AUGUST – Hereturikōkā
Rev’d Dr. Jione Havea (Melbourne, Australia)
Jione Havea is a native pastor (Methodist) from Tonga who is research fellow with Trinity Methodist Theological College (Aotearoa) and with Centre for Religion, Ethics and Society (Charles Sturt University, Australia). Jione is based in Melbourne where partner Monica works, and Diya Lākai keeps them on their feet. Jione’s time at Vaugh Park will be spent writing an article with the working title, “Snakes and Lads: A Youthly Reading of Num 21:4–9.” There are two aims of this article: first, to offer a youthly reading of the text (about the bronze serpent to which people bitten by serpents look and are saved). And second, to add to the development of youth hermeneutics -- read scriptural texts with the world(view)s and interests of youth. This article will follow up Jione’s previous reflection on youth hermeneutics: “Boring reading, forgotten readers.” Uniting Church Studies 10.2 (August 2004): 22–36.
SEPTEMBER – Mahuru
Dr. Juliet Boon-Nanai (Auckland, Aotearoa New Zealand)
Talofa lava and Warm Pacific Greetings
I made Aotearoa, New Zealand my home since 2008. We migrated because of health reasons. My eldest son, of six children, had a heart murmur. From then on, we stayed. I am of Samoan, Chinese, and German heritage.

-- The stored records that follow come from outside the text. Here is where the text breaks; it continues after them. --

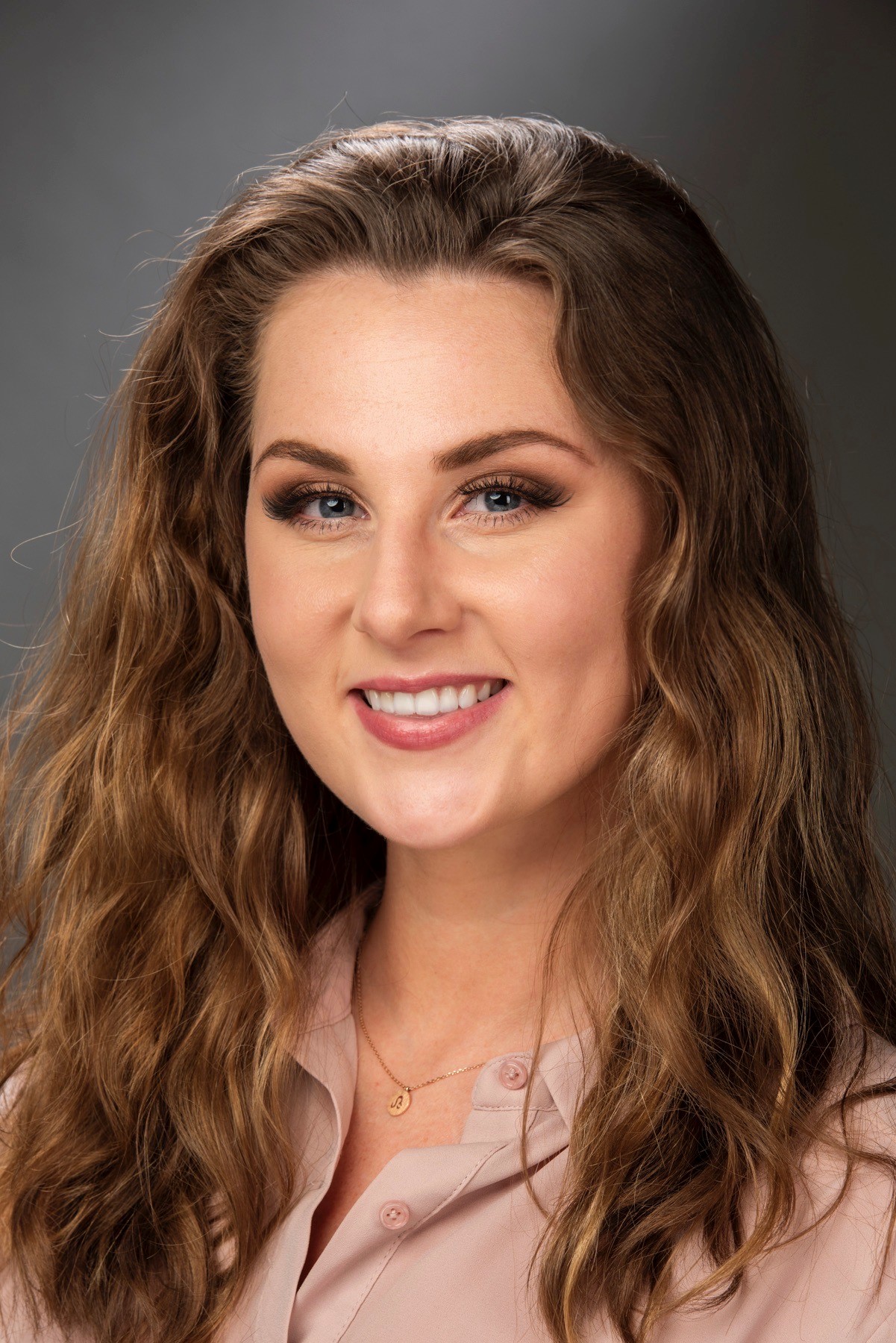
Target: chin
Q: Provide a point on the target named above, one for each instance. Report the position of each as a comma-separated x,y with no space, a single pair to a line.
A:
417,822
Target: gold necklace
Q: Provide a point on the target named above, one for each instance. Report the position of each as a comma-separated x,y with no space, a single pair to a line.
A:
402,1099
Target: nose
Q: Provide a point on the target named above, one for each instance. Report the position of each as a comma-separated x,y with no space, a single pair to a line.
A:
406,587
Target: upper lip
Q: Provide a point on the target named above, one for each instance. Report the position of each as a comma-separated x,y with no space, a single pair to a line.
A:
411,684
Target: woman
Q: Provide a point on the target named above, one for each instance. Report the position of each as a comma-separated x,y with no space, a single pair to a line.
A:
441,826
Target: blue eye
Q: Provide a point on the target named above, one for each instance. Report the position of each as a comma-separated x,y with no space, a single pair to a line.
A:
513,498
332,505
498,501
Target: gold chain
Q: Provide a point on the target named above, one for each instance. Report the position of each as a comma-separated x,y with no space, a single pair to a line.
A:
402,1099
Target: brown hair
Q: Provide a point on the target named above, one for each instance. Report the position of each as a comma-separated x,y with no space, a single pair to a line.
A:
167,854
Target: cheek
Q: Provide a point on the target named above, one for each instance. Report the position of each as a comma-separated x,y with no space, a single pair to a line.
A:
290,614
571,617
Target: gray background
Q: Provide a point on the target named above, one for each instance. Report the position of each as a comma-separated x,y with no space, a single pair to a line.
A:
125,124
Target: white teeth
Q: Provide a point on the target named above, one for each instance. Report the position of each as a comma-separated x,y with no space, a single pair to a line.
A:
433,700
448,698
466,698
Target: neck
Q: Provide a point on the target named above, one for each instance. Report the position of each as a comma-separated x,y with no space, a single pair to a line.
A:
453,959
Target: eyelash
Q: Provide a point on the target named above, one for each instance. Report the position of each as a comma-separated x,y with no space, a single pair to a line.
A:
283,505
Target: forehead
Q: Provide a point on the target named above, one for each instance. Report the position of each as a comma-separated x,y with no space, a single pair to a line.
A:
347,356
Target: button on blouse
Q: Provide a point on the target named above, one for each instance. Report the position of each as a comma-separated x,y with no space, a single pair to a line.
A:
465,1225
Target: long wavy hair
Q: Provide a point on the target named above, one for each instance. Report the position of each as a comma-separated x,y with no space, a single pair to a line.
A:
167,854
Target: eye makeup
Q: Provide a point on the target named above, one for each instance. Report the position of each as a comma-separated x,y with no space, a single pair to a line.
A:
285,504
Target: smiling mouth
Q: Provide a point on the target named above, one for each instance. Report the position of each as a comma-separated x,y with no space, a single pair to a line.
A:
433,701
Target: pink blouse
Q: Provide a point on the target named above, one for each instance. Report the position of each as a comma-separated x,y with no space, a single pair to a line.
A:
438,1245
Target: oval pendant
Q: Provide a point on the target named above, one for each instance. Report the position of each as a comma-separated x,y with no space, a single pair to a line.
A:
399,1103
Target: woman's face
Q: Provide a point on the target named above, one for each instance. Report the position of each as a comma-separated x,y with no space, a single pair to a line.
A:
416,527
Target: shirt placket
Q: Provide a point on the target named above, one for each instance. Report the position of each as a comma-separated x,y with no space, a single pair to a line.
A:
414,1189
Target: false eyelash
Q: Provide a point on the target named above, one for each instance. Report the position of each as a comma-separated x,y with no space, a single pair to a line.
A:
535,492
283,504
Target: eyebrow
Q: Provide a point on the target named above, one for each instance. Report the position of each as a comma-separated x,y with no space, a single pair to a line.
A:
468,453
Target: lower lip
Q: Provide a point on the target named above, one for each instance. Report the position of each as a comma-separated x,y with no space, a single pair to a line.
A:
416,732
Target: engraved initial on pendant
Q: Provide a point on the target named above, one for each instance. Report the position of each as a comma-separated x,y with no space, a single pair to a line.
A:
399,1103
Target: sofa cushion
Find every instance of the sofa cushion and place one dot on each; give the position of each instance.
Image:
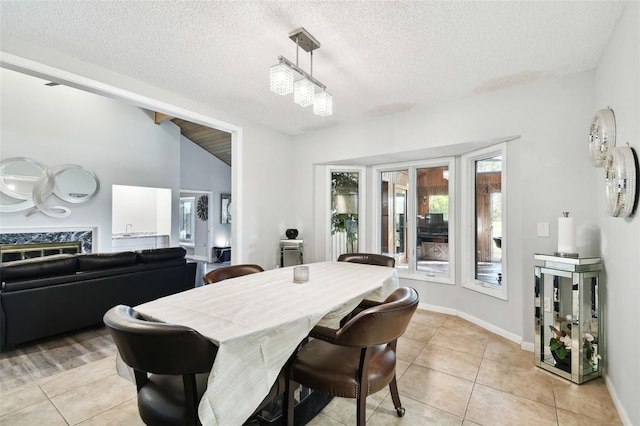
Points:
(162, 254)
(38, 267)
(93, 261)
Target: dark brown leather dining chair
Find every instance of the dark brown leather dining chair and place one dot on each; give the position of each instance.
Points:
(233, 271)
(368, 258)
(358, 359)
(171, 364)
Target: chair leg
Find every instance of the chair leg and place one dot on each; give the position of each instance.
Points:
(395, 397)
(362, 410)
(288, 403)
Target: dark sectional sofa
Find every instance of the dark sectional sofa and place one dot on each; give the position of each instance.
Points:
(57, 294)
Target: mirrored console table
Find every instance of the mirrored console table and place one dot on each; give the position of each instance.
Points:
(291, 252)
(568, 324)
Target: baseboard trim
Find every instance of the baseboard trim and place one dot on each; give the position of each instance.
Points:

It is exactly thirty years since I have worked in education. It began with a few years in secondary school, then the Teacher’s Training College, proceeded onto the Faculty of Education, and now I am an Equity Academic for Pasifika staff and students within the Faculty of Health and Environmental Sciences of the Auckland University of Technology (Akoranga North Shore campus). I find this a vocational role as it helps our students understand how our worldview is aligned with others so they can better navigate the spaces, wherever they end up living. In a holistic way we are part of nature, spiritually, economically, environmentally, and culturally. Harmoniously, we try to live in such a way. However, there are always challenges.

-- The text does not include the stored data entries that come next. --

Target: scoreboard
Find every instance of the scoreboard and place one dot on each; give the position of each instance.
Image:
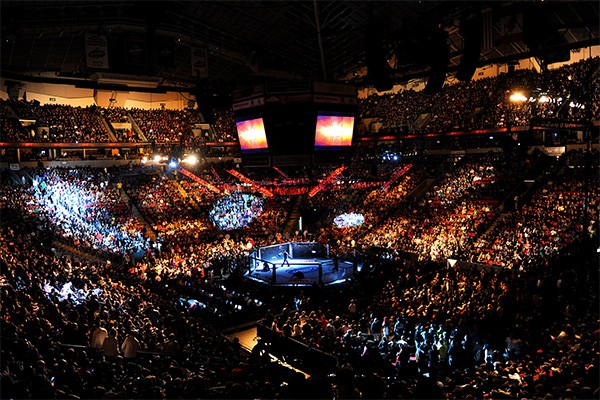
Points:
(291, 121)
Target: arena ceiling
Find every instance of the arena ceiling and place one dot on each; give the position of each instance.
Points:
(244, 42)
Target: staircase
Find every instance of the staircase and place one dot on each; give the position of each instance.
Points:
(108, 128)
(137, 215)
(490, 228)
(136, 128)
(65, 248)
(293, 217)
(184, 193)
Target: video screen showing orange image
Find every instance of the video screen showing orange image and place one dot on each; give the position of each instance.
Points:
(334, 130)
(252, 135)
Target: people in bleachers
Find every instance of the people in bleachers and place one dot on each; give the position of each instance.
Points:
(567, 93)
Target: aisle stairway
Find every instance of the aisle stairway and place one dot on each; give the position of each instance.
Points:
(137, 215)
(294, 216)
(65, 248)
(184, 193)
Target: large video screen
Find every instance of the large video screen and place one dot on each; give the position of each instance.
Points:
(334, 130)
(252, 135)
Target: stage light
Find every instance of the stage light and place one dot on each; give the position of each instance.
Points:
(191, 159)
(517, 97)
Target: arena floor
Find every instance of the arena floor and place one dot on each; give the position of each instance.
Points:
(302, 272)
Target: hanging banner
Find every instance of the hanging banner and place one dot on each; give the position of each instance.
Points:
(135, 50)
(199, 62)
(96, 51)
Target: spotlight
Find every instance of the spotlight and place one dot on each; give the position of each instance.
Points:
(191, 159)
(517, 97)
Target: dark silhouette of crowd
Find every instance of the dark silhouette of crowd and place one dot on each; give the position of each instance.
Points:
(145, 322)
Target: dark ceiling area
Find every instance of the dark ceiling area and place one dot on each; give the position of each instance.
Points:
(227, 44)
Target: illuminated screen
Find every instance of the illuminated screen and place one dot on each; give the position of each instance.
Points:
(334, 130)
(252, 134)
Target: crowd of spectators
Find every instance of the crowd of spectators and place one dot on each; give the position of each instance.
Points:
(485, 103)
(146, 326)
(57, 123)
(564, 209)
(83, 207)
(166, 126)
(567, 93)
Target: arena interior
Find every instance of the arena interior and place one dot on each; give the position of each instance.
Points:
(299, 199)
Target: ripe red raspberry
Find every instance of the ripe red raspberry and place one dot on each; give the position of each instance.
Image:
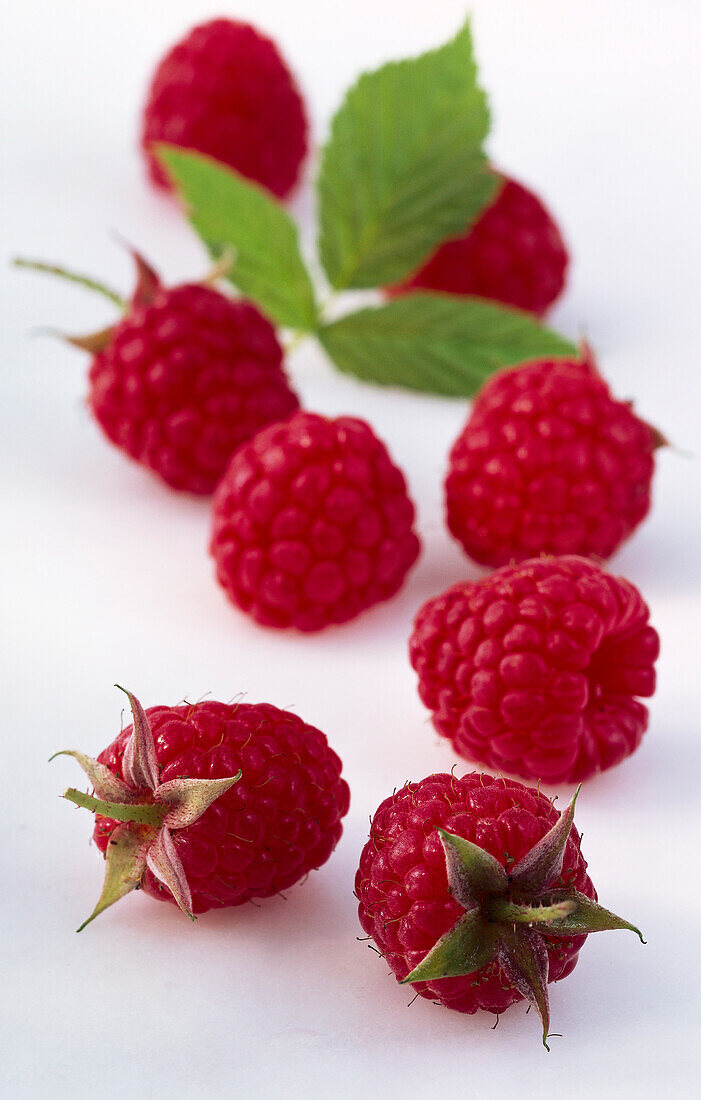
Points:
(267, 828)
(474, 890)
(513, 253)
(311, 524)
(225, 90)
(184, 378)
(535, 669)
(548, 462)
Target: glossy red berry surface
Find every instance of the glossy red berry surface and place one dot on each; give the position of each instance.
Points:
(311, 524)
(537, 669)
(225, 90)
(185, 378)
(280, 821)
(402, 883)
(548, 461)
(514, 253)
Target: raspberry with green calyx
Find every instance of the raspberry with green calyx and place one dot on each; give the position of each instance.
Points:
(475, 892)
(212, 804)
(184, 377)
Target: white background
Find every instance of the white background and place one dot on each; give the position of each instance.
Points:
(105, 578)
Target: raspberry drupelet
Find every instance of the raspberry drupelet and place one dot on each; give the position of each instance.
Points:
(513, 253)
(475, 891)
(311, 524)
(536, 669)
(214, 803)
(226, 91)
(548, 461)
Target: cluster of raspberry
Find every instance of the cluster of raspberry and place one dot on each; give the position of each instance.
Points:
(474, 889)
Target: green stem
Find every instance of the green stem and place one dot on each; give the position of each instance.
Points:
(73, 277)
(508, 912)
(143, 813)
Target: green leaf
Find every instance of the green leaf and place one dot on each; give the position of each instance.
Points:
(231, 213)
(403, 168)
(439, 343)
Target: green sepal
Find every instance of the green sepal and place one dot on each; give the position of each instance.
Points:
(543, 864)
(524, 960)
(586, 916)
(126, 861)
(472, 872)
(467, 947)
(142, 813)
(507, 912)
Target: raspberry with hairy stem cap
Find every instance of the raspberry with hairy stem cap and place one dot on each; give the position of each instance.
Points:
(475, 891)
(184, 378)
(226, 91)
(548, 461)
(311, 524)
(211, 804)
(535, 669)
(513, 253)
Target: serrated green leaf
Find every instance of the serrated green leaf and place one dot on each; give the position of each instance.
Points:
(438, 343)
(403, 168)
(231, 213)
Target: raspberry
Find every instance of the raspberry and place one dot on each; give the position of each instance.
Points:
(513, 253)
(225, 90)
(311, 524)
(474, 890)
(535, 669)
(548, 461)
(264, 832)
(184, 378)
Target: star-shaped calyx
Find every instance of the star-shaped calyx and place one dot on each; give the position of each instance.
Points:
(149, 811)
(508, 913)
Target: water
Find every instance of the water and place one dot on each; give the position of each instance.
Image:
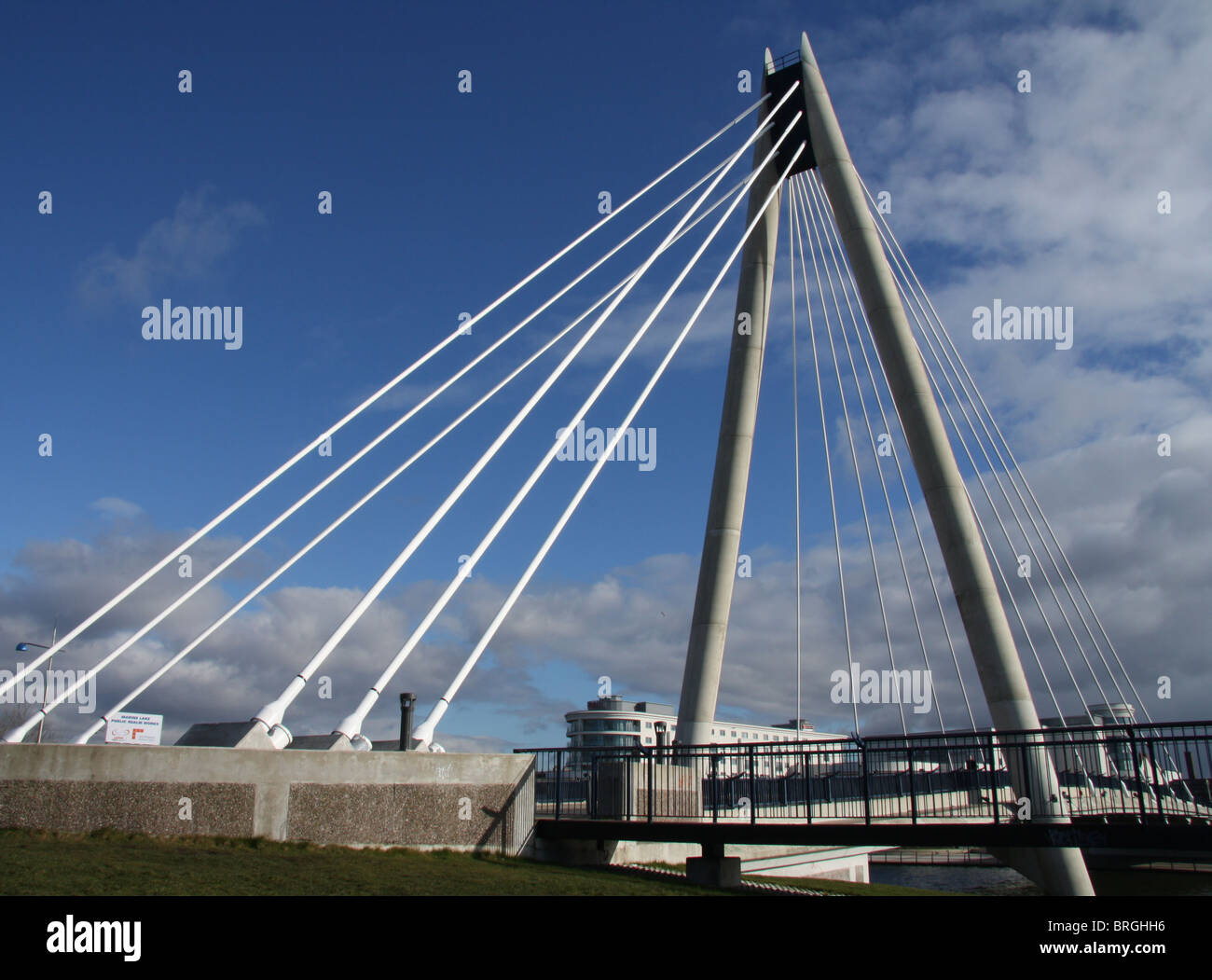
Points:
(1004, 880)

Sustainable development is a fashionable term, but it is always dictated from the bigger powers. How our local people conceptualise sustainable development is knowledge I wish to bring forth. I want Samoan people to voice their perception of what they want to sustain, and how they define it. Mo le manuia lautele, that is, for the wellbeing of ALL. I want to unpack this as a resident scholar of Vaughan Park. I am most grateful for the opportunity to pursue this endeavour.